Traditional Risks Require Specialist Approach
The recent upheaval in the commercial property market has thrown an important industry question into sharp relief: how can it stay relevant and continue protecting customers in the face of such a challenging, complex risk landscape?
Nationwide’s Russ Johnston discusses how E&S can help meet insureds’ needs and why the industry should apply the specialization common in the E&S market to standard commercial to adapt to the unique risks emerging today.
The risk landscape continues to evolve and change with greater speed. Today it’s weather and economic trends, tomorrow it could be something else. Regulators in today’s world face a serious challenge: how to make sure that the carriers they regulate stay solvent while also providing for a fair and fully functioning market for consumers. With the risk landscape changing at such a rapid pace over the last 5-10 years, it is clearly driving more business into the E&S market. Some of that business will likely never leave the E&S market. No matter what, our agents, brokers and customers will have unique risks that require specialized solutions.

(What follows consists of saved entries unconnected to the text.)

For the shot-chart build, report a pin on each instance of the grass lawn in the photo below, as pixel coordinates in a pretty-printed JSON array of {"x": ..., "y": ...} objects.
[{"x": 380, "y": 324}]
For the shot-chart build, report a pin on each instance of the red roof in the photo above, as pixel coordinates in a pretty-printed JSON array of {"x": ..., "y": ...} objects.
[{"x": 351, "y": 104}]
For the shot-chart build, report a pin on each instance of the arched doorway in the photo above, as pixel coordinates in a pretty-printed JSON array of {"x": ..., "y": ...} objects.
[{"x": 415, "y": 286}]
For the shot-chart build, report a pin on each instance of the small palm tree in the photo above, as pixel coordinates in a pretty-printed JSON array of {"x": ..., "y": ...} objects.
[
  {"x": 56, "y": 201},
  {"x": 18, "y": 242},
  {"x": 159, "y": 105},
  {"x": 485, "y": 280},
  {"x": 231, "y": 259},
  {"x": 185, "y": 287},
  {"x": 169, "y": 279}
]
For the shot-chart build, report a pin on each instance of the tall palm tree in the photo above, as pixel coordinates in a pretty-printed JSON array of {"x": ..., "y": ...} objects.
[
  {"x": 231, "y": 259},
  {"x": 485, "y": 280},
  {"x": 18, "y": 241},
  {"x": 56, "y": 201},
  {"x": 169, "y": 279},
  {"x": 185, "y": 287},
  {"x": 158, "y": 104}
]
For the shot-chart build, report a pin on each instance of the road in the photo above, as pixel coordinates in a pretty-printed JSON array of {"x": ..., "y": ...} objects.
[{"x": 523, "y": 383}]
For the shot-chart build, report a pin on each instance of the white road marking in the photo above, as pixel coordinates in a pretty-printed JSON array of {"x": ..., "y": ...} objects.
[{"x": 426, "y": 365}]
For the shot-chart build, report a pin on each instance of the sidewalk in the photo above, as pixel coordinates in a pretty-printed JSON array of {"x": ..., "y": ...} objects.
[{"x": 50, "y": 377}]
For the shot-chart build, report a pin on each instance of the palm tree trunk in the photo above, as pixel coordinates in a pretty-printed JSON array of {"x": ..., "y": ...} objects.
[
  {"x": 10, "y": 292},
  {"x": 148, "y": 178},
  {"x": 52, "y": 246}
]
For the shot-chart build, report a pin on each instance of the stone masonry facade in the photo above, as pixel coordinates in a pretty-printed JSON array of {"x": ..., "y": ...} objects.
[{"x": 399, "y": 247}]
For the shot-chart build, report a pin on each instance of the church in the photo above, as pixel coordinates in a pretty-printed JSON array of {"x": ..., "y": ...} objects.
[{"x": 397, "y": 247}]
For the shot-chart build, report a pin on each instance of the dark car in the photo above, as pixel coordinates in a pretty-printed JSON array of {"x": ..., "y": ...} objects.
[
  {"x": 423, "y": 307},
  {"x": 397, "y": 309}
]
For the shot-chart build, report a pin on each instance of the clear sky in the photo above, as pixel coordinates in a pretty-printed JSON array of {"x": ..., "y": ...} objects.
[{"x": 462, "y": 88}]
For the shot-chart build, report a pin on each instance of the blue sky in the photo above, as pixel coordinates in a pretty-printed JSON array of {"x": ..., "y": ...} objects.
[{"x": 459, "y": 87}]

As a carrier, we are expanding our specialized approach to our standard commercial lines across product, underwriting and claims. Focusing on industry specialization will allow us to meet and serve the market in a very targeted way.
As we’ve learned, widespread catastrophic damage related to climate change is now the norm. It’s not a matter of if a severe weather event will happen–it’s a matter of when and where. This makes weather-related insurance needs more complex. E&S carriers understand and are designed to solve complex risks, so they’ve provided more capacity and more customers have moved in that direction.
Along with groups like the Insurance Institute for Business and Home Safety (IBHS), Nationwide has been an advocate for building codes that require construction companies to erect buildings that can withstand stronger weather events. It’s smart, sensible public policy that may allow standard personal and commercial lines carriers to return to these markets.
Depending on where you are in the distribution universe, specialization shows up differently. In small commercial, specialization is about understanding how your agents deliver solutions to customers and respond to them consistently and quickly. For our distribution partners who focus on middle market and specialty, it’s about having industry expertise throughout your journey: selecting the right products and coverages tailored to your specific needs, improving safety and prevention with loss control, or working with a claim professional who understands your industry.
In our E&S business, it’s about facing off with our wholesalers and addressing complex products liability needs all the way to delivering property solutions in some of the most challenging geographies from a hurricane perspective. While the approach to each line of business may be a little different, we are focused on customers who value protection and service for complex needs, and we’re delivering solutions that leverage our unique breadth.